No Fault Divorce – a guide to the changes

Courts

Historically, to petition (apply) for divorce, the person making the application had to provide reasons and apportion blame on their spouse in order to satisfy the court that the application should be granted. This inherently caused more conflict and made the process of legal separation more difficult and fractious than necessary.

On 6 April 2022, The Divorce, Dissolution and Separation Act (2020) was enacted (came into force) which removed the blame-driven culture for separating couples. The aim was to reduce conflict and improve the experience for those going through divorce. There have been some changes to the process and terminology which I shall explore below. However, whilst there are procedural amendments, the courts still have jurisdiction to hear and decide upon matters ancillary to the divorce process.

New Terminology

As part of the amendments, the legal terminology used has been updated to use plain English and to remove jargon. The below changes are key for you to note:

Old                                         New

Petition                                Application

Petitioner                            Applicant

Decree Nisi                         Conditional Order

Decree Absolute              Final Order

Key Facts of the No Fault Divorce Process

The procedural aspects of divorce have been updated and I have set out the key aspects below.
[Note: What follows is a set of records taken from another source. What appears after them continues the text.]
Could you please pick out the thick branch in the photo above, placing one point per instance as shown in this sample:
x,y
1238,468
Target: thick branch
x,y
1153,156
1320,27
  • Joint Applications: It is now possible to apply jointly in addition to making an individual application for divorce, civil partnership and judicial separation.
  • No Fault Applications: The requirement to provide grounds for divorce have been removed.
  • Longer Response Time: The Respondent now has 14 days to respond to an application (not 7 days).
  • Extended Mandatory Waiting Period: There is now a 20 week mandatory waiting period from application acceptance to the issue of a Conditional Order.
  • Applicant Changes Permitted: Ability to change form a joint application to a sole application at both the Conditional Order and Final Order stages.
  • Removal of Respondent Defences: The Respondent cannot defend the application for divorce on the ground that the marriage has not irretrievably broken down. The only potential grounds of defence are that the court does not have jurisdiction or that there has been procedural irregularity.

What does this mean for you?

The process is now very simple and has made divorce straightforward. There is now a buffer period of 20 weeks until the Conditional Order is issued and the requirement to provide grounds for divorce has been removed.  

Rejecting the Application

Once the application has been submitted, and the statement accepted that the marriage has broken down irretrievably, there is less room to respond and stop proceedings unless both parties agree to attempt to reconcile their differences within the 20-week holding period.

Dealing with Divorce Related Matters

Where there are issues to resolve (such as childcare and finances) and you cannot agree on the outcomes between yourselves, you can apply to the court to decide these for you. As with all other divorce applications, you are encouraged to attempt to self-resolve using assistance such as mediation and collaborative legal negotiations. A Court Order must still be obtained to formalise the arrangements if these were agreed between the couple, even with professional assistance.

It is always advisable to seek legal advice as to your position and options. Whilst the process has been simplified, the complications of untangling a life built with your spouse may require the assistance of professionals to ensure that your legal rights and obligations are protected.